Yale Cabaret

“Brothers Convince Little Sister of Zombie Apocalypse”; “Channing Tatum and Jenna Dewan-Tatum’s lip-sync battle”; “Pen-Pineapple-Apple-Pen.” If you knew these three videos were some of the highest trending on YouTube in 2016, are you bobbing your head goofily in guilt or shaking it in cold apprehension for the future of humanity?

A modern interpretation of “The Crucible,” “This Sweet Affliction” by Blake Hackler, runs at the Yale Cab Nov. 9 to 11 directed by Madeleine Boudreaux. The play is loosely based on the story of a Tourette’s cluster of teenaged girls in Le Roy, New York, in 2012, and for all Dear-Evan-Hansen-ians, preoccupies itself with similar questions: What happens when a lie gets out of control? What happens when that lie is about mental or neurological illness and gets out via the epidemic vector of social media?

Protagonist Anna, a vain theater geek and conventionally uncool high schooler neglected at home by a single parent, fakes tics on YouTube videos and is joined by tens of other attention-starved teenaged girls, culminating in a video-streamed mass suicide attempt. In many ways we know the story already, but “This Sweet Affliction” knows we know the story, and supplements it with provocative production choices and fun meta-theatrical bits to chew on.

Just when I thought a few especially contrived tensions would have contrived resolutions, the production zapped me with a charged, grotesque “realness” I thought was really powerful. The cheer squad performs a hypersexualized transition routine, Anna’s mom slaps her, Anna spits on popular cheerleader Megan Howard and Megan leans in and says dead cold: “That’s fucking assault.” This is not the “High School Musical” universe.

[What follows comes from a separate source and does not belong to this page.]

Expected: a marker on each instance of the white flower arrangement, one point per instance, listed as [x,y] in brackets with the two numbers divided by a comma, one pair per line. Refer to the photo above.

Anna narrates “This Sweet Affliction” and regularly loses control of the play, expressing her frustration to the audience when the show seems to move on or develop in a way she doesn’t want it to. These pokes in the fourth wall finally crumble the dyke in the last scene, when Bailey, Anna’s childhood friend with an inside scoop on her melodramatic tendencies, confronts her about tic faking. As Bailey pleads Anna to “stop acting,” Anna faces the audience and narrates an ending to her story that’s uncomfortably different from what Bailey interjects. Then, amidst Bailey’s pleas of “stop acting” and “who’s watching,” Anna spookily exits through the cabaret, telling unsuspecting audience members transfixed by her wide, dark eyes that she’s “a good actress.”

Hot damn! I was thinking about this creepy scene on my 12:40-a.m. walk from the Cab dress rehearsal in sub-freezing conditions Wednesday night, and I decided that the audience isn’t forced to become involuntarily complicit in Anna’s performance but is reminded that it IS voluntarily complicit. Viral videos become viral because we click on the little red button to watch them. What responsibility, if any, do we have for the image-obsessed internet and media spheres?

As a representative teenaged girl, I don’t like attention-starved teenaged girl criticisms. I think it’s easy to reduce my demographic to crippling insecurity issues, emotional instability and egomania, and I was kind of hoping a reinterpretation of “The Crucible” would put the destructive onus on someone else or at least make the antagonistic girl gang more complex. Adult men lie too, and queen bee Megan Howard and company jump on the fake tics bandwagon with upsettingly little hesitation.

As a representative millennial (A young millennial? I remember The Lizzie McGuire Show but not Rugrats), I’m also skeptical of cheap shots against internet culture, but I think the play does a good job of focusing more on the people and less on the technology.

“This Sweet Affliction” is a fresh “Crucible” refraction spiced up with trippy metadrama. Beyond the specific issues of the internet, I fast-walked through the 17 billion gates of Pierson College Wednesday night thinking about attention and audience: Who do we live our lives performing for, and why?